Trump is the presumptive Republican nominee. The Republican base put him there. That doesn’t square, or, for that matter, circle, with what leaders are saying about the rift between Trump and the GOP. Questions like, ‘what does the first 100 days of a President-elect Trump administration look like?’ which would’ve sounded satirical a year ago, are now serious fare. One cannot help but wonder: how the hell did this happen?
Let me suggest that Donald Trump’s presidential prospects didn’t so much morph into something unrecognizable mid-race as it did sneak up, sucker-punch style, on everyone. There’s a meme floating around that reads, if I may paraphrase, “Not all Republicans voting for Donald Trump are racists and white supremacists. But every racist is voting for Donald Trump.” Nothing could be closer to the truth. I’ve briefly explored why in a previous article.

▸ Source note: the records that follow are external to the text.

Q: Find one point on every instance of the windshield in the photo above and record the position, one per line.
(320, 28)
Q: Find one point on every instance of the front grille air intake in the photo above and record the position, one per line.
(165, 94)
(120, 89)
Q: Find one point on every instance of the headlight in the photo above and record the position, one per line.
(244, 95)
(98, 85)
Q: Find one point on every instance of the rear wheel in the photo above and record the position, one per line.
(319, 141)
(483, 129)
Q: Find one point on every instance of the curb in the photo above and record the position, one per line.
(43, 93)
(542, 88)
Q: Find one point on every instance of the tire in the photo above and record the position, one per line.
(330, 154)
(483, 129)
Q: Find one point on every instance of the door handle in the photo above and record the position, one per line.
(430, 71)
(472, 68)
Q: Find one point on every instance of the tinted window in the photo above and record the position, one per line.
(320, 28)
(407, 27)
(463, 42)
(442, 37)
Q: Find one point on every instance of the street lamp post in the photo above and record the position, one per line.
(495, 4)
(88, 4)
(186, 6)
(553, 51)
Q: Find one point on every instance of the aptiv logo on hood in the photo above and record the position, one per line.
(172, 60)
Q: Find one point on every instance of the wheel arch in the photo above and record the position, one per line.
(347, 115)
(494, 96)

There, I argued that racism and an anemic economy are helping Donald Trump win the heart and soul of Republican white base, that with a rising focus on Black lives a white backlash was inevitable and that white conservative voters see in Trump the return of “white protectionism.”
Viewed from that perspective, the rise of Donald Trump is not an accident. It’s not a flux. It is a byproduct of the times and the resurgence of the Black freedom struggle.

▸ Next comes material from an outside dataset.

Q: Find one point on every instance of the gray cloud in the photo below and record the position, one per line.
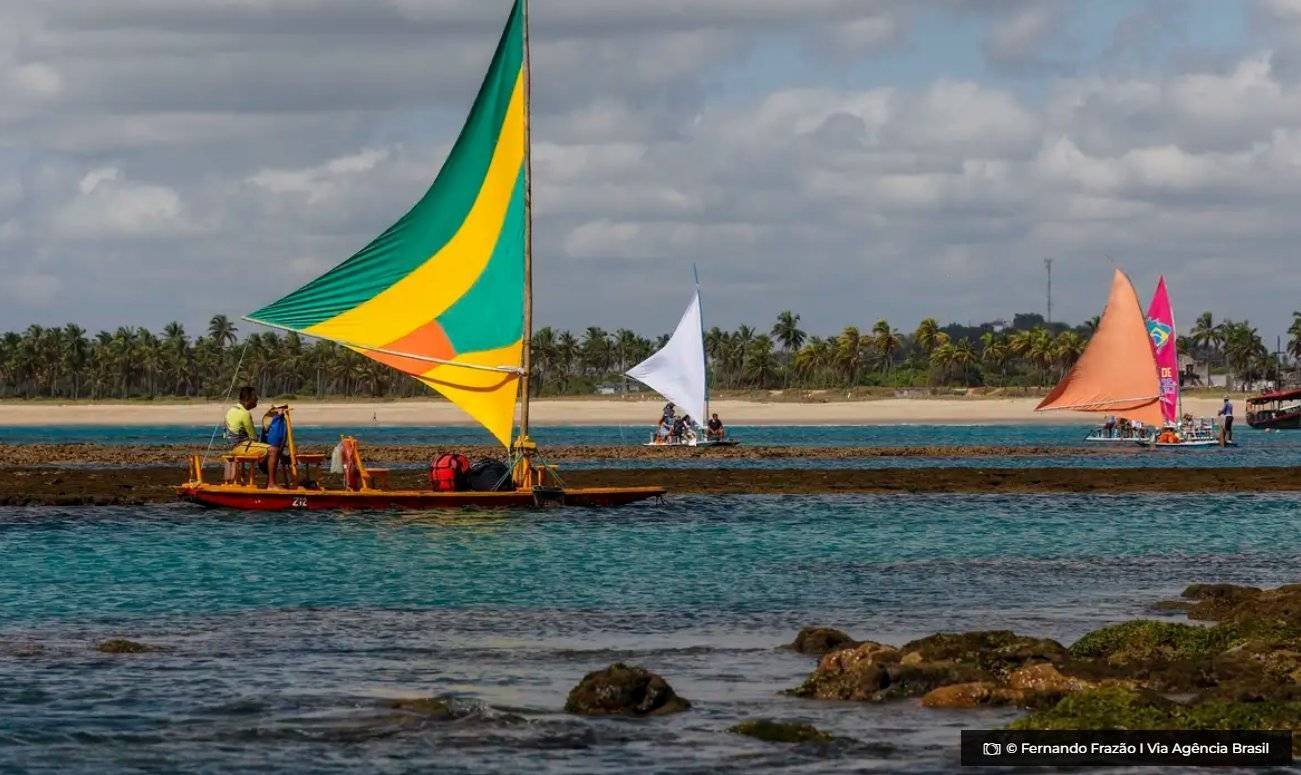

But racism and white supremacy alone are insufficient. There’s another component to the Trump phenomenon: our media’s obsession with the outrageous, particularly when the outrageous tilts towards the repressive, perverted and irrational.
There’s nothing more repressive, perverted or irrational than racism and white supremacy.
Arguably the single greatest asset at Trump’s disposal in this contest, aside from his vast wealth, has been the media. Democracy Now’s Amy Goodman recently made a good point about this. But, to really get the idea, I would urge you to watch this breakdown here, and another here, of Rachel Maddow discussing the media’s love affair with Donald Trump. I’m not an MSNBC fan, but when Maddow says that Republicans and FOX News “made this monster,” she is spot on:
“When Donald Trump wanted to become a real candidate and note a celebrity; when he wanted to start being treated like a candidate, FoxNews did that for him. They created this thing.”
The reason behind this, Maddow went on to say, is that FoxNews prioritized ratings over substance. She’s right. But it wasn’t just FoxNews.
MSNBC had a hand in this as well — remember, I said I’m not a fan. I’m thinking specifically of Morning Joe co-hosts Joe Scarborough and Mika Brzezinski, who are not only besties with Trump, but defend him against attacks that only, or mostly, racists support him.
Media outlets such as these hung on to almost every ugly word Donald Trump uttered. And while everyone clamored for soundbites from Trump, progressive candidates like Bernie Sanders were notoriously ignored.
None of this is to suggest that the mismanagement of establishment Republicans or media are solely responsible for putting Trump on the political map.
Still, it cannot be denied that racism sells (and the country’s unwillingness to root it out sells). It’s able to do so because political journalism continues to be disciplined by Pulitzer’s counsel: that the media’s responsibility is to report on “men biting dogs” not “dogs biting men.”
Racism is the man biting the dog. So, too, xenophobia. So, too, nativism and fascism. So, too, class oppression.
At this crucial juncture in American politics, when reason and sanity have gone out the door, when every piece of the social fabric seems up for grabs, a man-biting-dog approach to journalism, rather than providing us with credible information, has bitten us in the ass.